Kurt Beck: Die Verbesserung der Lebenssituation von behinderten Menschen und ihre unmittelbare Beteiligung am Leben inmitten der Gesellschaft sind für mich persönlich und für die rheinland-pfälzische Landesregierung ganz wichtige Ziele. Das betrifft grundlegende Bereiche wie Wohnen und Mobilität, aber auch die Schule und die Arbeitswelt. Rheinland-Pfalz ist hier - auch dank eines guten Netzwerks mit den Verbänden, Trägern und Kommunen - einen guten Weg gegangen.
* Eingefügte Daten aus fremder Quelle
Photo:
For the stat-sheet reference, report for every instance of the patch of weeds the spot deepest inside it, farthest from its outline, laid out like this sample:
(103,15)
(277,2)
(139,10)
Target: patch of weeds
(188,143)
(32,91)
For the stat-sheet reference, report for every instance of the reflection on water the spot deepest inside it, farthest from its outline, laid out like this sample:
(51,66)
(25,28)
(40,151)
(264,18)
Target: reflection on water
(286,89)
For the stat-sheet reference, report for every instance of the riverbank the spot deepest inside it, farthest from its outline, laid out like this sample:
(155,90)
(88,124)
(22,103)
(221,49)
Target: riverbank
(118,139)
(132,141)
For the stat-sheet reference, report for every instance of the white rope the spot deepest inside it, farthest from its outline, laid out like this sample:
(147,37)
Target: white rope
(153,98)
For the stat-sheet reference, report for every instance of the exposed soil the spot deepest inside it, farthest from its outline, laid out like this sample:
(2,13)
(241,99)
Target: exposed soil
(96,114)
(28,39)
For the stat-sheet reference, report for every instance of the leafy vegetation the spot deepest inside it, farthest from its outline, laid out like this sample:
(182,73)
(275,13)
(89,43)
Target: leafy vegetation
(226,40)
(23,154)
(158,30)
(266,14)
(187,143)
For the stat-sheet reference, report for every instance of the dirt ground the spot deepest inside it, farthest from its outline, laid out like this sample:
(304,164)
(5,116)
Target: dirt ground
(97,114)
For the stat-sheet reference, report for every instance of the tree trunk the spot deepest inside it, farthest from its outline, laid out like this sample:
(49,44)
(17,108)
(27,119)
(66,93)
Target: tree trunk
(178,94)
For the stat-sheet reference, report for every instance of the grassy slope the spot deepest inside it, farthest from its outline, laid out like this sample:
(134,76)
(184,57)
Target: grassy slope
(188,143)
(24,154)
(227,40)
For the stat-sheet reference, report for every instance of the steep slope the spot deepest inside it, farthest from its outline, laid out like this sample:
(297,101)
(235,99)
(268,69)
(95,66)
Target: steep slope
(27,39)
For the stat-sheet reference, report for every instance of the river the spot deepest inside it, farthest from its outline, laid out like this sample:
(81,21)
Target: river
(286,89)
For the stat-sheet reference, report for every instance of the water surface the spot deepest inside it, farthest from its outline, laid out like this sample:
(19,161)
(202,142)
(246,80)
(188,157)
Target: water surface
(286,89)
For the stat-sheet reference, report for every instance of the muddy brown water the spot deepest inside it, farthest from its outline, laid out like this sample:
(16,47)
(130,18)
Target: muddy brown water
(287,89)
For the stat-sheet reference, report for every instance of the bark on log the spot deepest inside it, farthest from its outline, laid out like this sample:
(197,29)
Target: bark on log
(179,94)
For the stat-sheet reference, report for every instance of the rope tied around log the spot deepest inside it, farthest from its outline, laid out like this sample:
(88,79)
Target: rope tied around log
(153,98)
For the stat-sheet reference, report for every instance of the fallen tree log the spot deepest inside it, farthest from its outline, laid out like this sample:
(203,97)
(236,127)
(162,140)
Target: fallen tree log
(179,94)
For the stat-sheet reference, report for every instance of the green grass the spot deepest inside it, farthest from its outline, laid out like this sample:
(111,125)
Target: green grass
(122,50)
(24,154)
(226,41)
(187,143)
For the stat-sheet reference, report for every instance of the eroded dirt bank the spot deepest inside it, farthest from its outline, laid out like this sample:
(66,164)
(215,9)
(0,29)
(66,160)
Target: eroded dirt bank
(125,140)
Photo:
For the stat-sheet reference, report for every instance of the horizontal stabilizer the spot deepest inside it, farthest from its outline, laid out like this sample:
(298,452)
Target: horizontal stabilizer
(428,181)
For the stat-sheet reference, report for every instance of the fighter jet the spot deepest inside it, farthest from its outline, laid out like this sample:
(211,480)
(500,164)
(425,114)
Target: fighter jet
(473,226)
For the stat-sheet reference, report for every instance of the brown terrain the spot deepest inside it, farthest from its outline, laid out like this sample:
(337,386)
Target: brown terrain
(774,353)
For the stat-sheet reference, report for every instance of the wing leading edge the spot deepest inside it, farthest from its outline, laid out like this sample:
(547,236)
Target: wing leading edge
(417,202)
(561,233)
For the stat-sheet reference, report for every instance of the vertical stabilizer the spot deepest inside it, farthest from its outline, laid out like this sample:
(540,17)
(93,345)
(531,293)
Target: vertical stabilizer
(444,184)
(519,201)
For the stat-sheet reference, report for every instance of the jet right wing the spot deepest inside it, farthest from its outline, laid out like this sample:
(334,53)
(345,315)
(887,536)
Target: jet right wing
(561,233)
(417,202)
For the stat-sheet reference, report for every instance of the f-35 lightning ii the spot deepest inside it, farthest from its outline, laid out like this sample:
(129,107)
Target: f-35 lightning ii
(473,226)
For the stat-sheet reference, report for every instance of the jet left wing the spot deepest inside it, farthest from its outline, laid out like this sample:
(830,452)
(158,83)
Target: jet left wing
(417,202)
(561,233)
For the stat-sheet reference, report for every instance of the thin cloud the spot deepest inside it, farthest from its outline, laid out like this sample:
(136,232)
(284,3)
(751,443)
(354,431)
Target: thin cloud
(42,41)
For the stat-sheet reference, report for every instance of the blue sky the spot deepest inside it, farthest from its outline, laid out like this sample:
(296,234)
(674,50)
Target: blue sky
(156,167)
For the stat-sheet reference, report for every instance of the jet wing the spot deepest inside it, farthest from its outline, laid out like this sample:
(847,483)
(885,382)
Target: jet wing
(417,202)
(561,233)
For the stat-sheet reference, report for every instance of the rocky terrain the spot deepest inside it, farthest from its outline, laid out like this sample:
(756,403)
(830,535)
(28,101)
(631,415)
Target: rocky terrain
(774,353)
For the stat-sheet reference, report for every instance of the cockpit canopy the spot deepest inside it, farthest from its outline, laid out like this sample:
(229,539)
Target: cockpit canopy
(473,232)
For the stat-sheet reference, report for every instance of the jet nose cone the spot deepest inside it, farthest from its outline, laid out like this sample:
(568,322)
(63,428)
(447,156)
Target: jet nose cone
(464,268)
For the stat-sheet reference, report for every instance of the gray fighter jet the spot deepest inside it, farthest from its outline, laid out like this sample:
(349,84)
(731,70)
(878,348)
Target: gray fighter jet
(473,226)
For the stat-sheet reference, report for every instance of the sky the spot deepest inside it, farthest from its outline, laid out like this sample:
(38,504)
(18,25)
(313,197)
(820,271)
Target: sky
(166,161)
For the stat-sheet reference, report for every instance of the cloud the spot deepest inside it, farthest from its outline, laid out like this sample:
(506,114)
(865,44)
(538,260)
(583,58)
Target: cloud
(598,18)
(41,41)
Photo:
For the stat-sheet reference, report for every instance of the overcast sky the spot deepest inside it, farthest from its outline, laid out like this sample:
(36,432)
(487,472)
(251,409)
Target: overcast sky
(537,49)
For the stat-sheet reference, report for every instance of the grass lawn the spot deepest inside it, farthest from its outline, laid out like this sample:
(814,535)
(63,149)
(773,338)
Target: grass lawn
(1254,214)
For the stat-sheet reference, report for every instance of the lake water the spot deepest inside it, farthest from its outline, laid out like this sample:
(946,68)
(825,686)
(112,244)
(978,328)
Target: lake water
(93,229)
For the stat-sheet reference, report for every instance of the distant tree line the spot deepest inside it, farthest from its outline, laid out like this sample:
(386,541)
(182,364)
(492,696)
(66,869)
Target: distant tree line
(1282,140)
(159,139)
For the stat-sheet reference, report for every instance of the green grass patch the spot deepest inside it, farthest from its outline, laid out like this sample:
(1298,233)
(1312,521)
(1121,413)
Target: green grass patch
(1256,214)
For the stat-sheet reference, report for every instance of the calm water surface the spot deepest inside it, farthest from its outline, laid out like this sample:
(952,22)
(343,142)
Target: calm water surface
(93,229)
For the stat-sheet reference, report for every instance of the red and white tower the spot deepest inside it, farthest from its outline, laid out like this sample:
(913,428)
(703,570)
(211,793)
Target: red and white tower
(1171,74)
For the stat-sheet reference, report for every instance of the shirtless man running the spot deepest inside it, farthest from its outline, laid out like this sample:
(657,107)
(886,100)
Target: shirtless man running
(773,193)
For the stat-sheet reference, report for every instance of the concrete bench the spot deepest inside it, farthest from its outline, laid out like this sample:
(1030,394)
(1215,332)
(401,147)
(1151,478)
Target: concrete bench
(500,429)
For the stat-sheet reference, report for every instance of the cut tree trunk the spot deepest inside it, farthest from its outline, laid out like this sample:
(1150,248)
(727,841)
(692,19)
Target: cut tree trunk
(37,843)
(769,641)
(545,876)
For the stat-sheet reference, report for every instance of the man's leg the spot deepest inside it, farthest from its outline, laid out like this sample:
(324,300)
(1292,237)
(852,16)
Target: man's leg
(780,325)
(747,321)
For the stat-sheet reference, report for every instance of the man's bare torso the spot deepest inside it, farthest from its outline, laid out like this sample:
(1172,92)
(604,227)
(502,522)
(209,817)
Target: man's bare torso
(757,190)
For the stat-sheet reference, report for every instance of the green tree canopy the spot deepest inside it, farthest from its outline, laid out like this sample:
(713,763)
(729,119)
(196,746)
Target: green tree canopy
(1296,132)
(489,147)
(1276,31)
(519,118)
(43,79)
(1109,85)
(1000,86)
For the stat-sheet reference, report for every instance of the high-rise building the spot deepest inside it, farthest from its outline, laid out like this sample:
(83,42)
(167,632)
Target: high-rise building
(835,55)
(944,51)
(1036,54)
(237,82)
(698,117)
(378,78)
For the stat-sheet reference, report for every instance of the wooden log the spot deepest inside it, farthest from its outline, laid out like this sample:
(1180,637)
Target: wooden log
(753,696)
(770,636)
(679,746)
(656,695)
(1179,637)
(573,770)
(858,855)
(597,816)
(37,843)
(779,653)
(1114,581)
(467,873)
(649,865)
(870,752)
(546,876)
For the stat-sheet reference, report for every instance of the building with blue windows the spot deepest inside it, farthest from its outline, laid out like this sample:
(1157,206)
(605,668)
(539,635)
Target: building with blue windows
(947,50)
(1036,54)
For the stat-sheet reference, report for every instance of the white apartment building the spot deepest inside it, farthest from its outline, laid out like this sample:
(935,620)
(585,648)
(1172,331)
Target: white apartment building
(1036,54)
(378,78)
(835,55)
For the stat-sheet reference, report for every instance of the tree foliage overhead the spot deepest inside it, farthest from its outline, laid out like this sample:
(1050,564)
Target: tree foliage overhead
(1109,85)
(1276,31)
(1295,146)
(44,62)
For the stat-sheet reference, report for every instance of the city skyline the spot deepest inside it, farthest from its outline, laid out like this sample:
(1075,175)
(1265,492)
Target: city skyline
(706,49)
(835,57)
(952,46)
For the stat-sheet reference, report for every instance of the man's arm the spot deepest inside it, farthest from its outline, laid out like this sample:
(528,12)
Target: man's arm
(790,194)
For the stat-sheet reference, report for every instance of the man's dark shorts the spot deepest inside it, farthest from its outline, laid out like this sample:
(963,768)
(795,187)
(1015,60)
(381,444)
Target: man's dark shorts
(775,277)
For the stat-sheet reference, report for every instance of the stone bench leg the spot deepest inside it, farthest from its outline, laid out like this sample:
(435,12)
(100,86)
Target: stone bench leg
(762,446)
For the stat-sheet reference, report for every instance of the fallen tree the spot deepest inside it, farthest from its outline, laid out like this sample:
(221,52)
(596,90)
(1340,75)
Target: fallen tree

kobinet-nachrichten: "Wohnen wo ich will", die Zielvereinbarung mit den Werkstätten für behinderte Menschen zum Budget für Arbeit und die Zielvereinbarung zur persönlichen Assistenz sind wichtige Elemente dieser Politik. Inwieweit haben sie Eingang in den Entwurf zum SPD-Grundsatzprogramm gefunden?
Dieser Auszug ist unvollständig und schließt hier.